Me gusta mirarla, sus gestos parsimoniosos y tranquilos convierten cualquier nimiedad en un ritual importante. Se come los pasteles y los helados poco a poco, girando el plato, convirtiendo el postre en una bola menguante. Le gusta el pan de molde, se come la corteza y con la miga forma un canalón que desaparece con mordisquitos pequeños. A Mireia le gusta levantarse temprano para que el tiempo le alcance, aunque casi siempre acaba yendo al instituto apresurándose con sus largas zancadas, tan ágil que parece que flota. Mireia es alta y delgada, y cuando sonríe se le arrugan las mejillas y los ojos. Si se dejara, no me cansaría de abrazarla.

Mireia es rebelde, nunca ha concebido el porquesí y le cuesta aceptar que no puede hacer nada contra las injusticias. Le preocupan y angustian cosas que yo (ahora) ya sé que no son importantes. Me gustaría ahorrarle ceños fruncidos, noches en blanco y conversaciones pendientes, pero tiene que crecer a pesar de mí.

Tímida y silenciosa con los extraños; ingeniosa, divertida y brillante con los amigos, hace meses que brilla con otra luz, la que hace estremecer cuando te mira y explotar cuando te coge las manos y se ríe contigo.

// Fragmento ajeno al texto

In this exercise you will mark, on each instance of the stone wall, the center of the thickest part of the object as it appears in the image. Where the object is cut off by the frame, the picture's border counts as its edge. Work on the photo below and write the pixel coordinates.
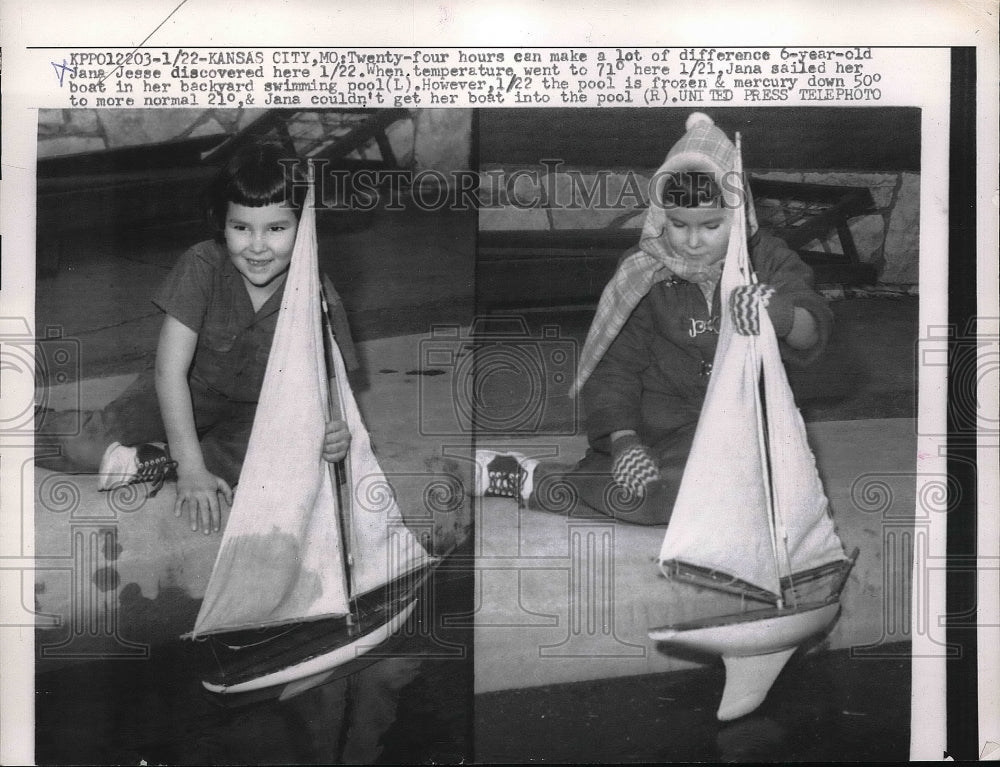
(438, 139)
(536, 198)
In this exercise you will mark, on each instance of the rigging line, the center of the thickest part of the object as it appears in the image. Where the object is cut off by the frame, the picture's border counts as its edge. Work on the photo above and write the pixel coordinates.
(743, 256)
(335, 407)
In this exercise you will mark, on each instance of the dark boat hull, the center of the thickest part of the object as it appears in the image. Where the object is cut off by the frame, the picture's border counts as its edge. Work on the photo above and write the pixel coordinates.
(253, 660)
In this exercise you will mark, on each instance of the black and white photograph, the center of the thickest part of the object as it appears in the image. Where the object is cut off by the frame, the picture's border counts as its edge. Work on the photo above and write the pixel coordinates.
(206, 219)
(672, 445)
(429, 385)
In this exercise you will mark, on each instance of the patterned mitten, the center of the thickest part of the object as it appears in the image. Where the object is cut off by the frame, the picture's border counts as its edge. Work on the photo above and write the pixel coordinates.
(745, 302)
(634, 467)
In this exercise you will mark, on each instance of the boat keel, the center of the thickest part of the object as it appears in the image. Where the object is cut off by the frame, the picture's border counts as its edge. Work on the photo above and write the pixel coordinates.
(748, 680)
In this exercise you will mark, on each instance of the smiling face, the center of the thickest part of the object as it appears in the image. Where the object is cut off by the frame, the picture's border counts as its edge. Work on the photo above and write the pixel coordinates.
(260, 242)
(699, 235)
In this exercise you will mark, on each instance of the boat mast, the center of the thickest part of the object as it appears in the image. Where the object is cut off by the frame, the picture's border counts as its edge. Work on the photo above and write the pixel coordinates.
(340, 474)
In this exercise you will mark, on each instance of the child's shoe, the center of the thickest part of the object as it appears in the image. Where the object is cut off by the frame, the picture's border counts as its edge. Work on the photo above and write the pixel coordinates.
(504, 475)
(123, 465)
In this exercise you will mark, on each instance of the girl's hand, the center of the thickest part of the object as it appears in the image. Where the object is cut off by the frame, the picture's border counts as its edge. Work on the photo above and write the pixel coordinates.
(336, 441)
(199, 491)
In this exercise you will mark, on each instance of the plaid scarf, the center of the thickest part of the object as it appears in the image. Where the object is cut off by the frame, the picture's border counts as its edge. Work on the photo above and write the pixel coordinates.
(702, 148)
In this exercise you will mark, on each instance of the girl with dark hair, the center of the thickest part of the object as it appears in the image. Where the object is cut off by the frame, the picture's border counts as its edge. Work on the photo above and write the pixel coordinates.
(221, 303)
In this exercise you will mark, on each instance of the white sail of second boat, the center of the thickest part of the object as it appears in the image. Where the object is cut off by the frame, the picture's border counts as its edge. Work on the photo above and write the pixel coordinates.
(751, 507)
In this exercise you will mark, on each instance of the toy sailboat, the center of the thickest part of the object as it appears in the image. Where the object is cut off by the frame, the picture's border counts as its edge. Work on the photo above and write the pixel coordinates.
(751, 517)
(315, 567)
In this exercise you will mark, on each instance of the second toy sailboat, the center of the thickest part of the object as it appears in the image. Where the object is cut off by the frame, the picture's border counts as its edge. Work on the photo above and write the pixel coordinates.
(751, 517)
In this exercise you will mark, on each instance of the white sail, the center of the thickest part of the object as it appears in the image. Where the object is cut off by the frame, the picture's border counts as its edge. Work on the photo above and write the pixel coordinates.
(749, 508)
(282, 559)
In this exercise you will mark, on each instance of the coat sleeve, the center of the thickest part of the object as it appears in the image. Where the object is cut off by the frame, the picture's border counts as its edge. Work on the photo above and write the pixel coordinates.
(612, 396)
(791, 277)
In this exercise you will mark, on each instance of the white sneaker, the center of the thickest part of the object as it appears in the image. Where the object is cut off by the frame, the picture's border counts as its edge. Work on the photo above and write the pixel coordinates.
(123, 465)
(504, 475)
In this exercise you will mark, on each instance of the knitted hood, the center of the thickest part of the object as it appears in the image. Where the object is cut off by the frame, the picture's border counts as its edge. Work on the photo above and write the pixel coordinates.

Creo que Mireia es feliz ¿acaso importa algo más?

jueves, abril 15, 2004

Lidia 2

Al salir del túnel, le sorprendió el ruido que hacían las gotas contra el cristal, parecía que quisieran atravesarlo para resguardarse de la lluvia. Se había puesto a llover sin avisar, siempre se le olvidaba mirar la previsión. Se sintió un poco estafada, no había sido un día oscuro, frío o húmedo; al mediodía, el aire remoloneaba, seco, por los rincones de los portales, y el sol saltaba entre cuatro nubes claras; había pensado que ya era primavera. Quizás después había pasado algo que le había hecho enfadar.

A Lidia no le gustaban los paraguas, prefería mojarse a tener que andar tintineando por las paredes, intentando conseguir ese equilibrio imposible que no la dejara seca de un lado y chorreando del otro, y bailando con el viento para que no se lo quitara. Le gustaba pensar que no le importaba mojarse, lamer las gotas que caían cerca de su boca, llegar a casa, cerrar la puerta (dos vueltas), secarse el pelo, ponerse el pijama y comerse un bocadillo. O un sándwich.

La calle estaba llena de coches mal aparcados; la gente salía de la estación con pasitos cortos y rápidos, se metía en ellos deprisa, sacudía la cabeza y sonreía, explicando algo a la sombra del volante. Lidia se preguntó si coger un taxi sería como pagar por un poco de cariño.

Se subió el cuello del abrigo, se abrazó, cubriendo el bolso, y anduvo calle arriba.